Knitting has been called the “new yoga” for good reason. Known for its relaxing, meditative qualities, knitting is being used in hospitals, clinics, schools and even prisons to help counterbalance stress and lead healthier lives. Knitting’s repetitious movements theoretically can elicit the famous relaxation response in which heart rate and blood pressure fall, breathing slows and levels of stress hormones drop.
In his book “Knit for Health & Wellness“, Betsan Corkhill’s he talks about how knitting transforms our health and wellness. It rises above other self-help books by providing an accessible tool which gets you actively involved in your health and wellbeing and shows you how to do this any time, anywhere. It quite literally puts the power in your hands.
According to research, engaging in certain types of mentally stimulating acts like knitting “is associated with decreased risk of cognitive impairment.” Because knitting involves following and recognizing patterns, learning new stitches and using both hands and math, lending it the capacity to improve fine motor skills while also keeping the mind active and engaged.

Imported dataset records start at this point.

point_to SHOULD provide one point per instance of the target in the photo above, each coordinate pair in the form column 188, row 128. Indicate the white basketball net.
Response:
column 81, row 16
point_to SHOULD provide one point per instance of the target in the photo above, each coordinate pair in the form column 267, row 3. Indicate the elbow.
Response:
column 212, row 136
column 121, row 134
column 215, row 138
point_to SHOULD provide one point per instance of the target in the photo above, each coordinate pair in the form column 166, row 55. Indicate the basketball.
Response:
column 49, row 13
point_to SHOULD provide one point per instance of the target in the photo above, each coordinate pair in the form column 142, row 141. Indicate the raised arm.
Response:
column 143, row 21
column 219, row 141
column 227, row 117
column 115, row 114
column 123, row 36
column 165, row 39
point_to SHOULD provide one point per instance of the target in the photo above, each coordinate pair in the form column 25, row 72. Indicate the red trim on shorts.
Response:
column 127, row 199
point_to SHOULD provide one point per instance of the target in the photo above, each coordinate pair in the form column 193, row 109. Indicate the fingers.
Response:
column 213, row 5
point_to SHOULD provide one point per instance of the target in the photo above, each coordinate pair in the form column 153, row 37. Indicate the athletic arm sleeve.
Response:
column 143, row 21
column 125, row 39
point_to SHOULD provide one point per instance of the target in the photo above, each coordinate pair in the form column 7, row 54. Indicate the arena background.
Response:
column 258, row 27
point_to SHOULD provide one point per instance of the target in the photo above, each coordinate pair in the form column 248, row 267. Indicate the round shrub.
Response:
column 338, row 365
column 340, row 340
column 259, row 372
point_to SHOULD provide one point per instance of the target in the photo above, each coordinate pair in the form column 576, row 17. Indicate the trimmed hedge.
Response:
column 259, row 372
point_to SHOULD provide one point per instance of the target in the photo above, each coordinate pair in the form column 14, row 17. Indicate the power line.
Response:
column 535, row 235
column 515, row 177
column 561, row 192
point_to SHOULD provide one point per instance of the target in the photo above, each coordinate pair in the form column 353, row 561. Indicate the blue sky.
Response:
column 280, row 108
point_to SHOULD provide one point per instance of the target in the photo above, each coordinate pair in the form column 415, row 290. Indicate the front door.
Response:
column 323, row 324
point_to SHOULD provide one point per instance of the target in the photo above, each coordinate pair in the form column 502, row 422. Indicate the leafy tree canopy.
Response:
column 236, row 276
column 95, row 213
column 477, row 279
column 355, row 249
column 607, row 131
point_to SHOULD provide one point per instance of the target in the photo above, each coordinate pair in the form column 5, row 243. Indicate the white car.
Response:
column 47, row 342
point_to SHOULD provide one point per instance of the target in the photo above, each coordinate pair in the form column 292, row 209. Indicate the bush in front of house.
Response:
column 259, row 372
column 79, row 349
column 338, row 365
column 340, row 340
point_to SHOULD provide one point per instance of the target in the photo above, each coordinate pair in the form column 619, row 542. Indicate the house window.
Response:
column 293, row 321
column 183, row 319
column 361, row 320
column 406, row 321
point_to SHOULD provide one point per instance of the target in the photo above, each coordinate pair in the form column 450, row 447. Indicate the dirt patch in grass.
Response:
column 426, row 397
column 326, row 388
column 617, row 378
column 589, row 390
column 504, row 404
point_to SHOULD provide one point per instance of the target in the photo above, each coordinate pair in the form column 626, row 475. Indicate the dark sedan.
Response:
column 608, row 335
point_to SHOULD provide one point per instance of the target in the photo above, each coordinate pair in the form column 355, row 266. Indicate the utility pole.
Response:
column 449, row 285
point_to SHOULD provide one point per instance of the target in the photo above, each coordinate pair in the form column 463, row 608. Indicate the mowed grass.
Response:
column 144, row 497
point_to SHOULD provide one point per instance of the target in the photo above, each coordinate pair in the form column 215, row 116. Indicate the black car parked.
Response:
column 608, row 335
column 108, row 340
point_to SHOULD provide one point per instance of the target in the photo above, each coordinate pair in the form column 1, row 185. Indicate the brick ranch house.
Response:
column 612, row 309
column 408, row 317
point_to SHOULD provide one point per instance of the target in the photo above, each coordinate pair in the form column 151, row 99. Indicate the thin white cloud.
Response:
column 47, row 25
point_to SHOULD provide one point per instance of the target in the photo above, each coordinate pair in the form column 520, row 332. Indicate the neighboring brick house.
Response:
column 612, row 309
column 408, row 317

The motion of moving your eyes from side to side may also be helpful in itself: as therapists who use Eye Movement Desensitisation and Reprocessing (EMDR) have found working with trauma victims around the world. Moving your eyes from side to side or rolling them around is a powerful yoga technique. According to Corkhill, some early research has shown that moving your eyes from side to side for 30 seconds every day can boost memory by 10%.
For many people with rheumatoid arthritis which is very isolating condition, knitting allows them to do something productive and calming. In Multiple Sclerosis, a disease that affects the central nervous system, following a knitting pattern is a mental exercise.